Malicious browser extensions cannot access the token.

I wouldn't count on that one. A script injected into the page by an extension can't steal the cookie, but extensions have other ways to be malicious (e.g. filtering requests the way ad-blocking and tracker-blocking extensions do) and those might be able to see HttpOnly cookies, or there might be other approaches. So it'll block some malicious extensions, but maybe not all of them (might depend on the specific browser, too).

Exploiting the token is more difficult for the attacker, who has to make XMLHttpRequests through the victim's browser (when the token will be automatically attached to the request).

This might be easier than you think. Consider for example the open-source BeEF project, which is an easy-to-use framework for quickly and completely compromising a user's session via an injected script without needing to know the session secret (or anything else not visible to scripts). HttpOnly is a speed bump, but in many cases it's nothing more (that is, the attacker has no need for the session secret, they're only after the things that it gives them access to, and proxying requests through the victim's browser can get them those things just fine). Some people might even use BeEF when they could steal the session secret, just to avoid risks like the site noticing that the session's IP address has changed.

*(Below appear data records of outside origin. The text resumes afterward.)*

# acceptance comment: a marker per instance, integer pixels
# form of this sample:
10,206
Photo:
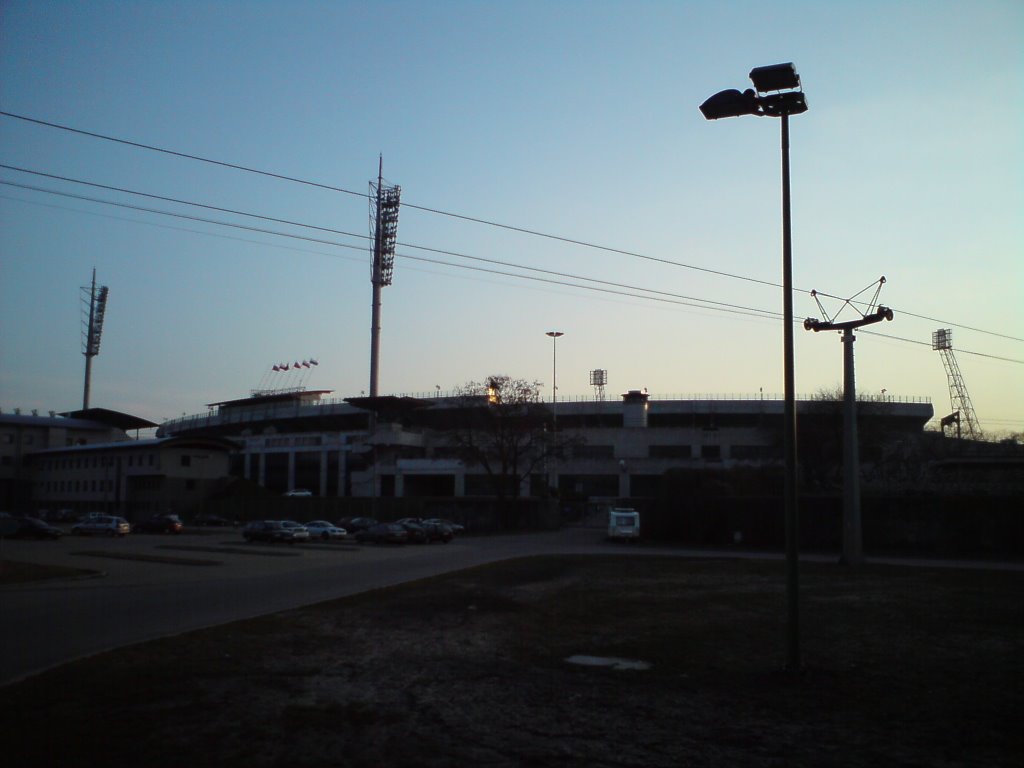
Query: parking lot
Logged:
147,586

There are lots of ways to mitigate CSRF - the SameSite cookie flag among them, though it's a relatively weak one due to an over-generous interpretation of what constitutes a "site" - and in general I recommend using another approach that isn't cookie-based for CSRF protection (a simple one is requiring that requests include a custom header, which of course you don't configure CORS to allow for any untrusted origins; the header doesn't even need to be secret, just something that will force - and fail - a CORS pre-flight) even if you use SameSite cookies.

I'd say it's less "both XSS and CSRF attacks are complex to protect against" and more "preventing XSS is necessary in both cases; preventing CSRF is easy in both cases". As such, it really doesn't matter which approach (local storage or HttpOnly cookie) you take; use whichever one is easiest for you to do securely (will probably depend on the framework you're using, or even just in what your devs are familiar with).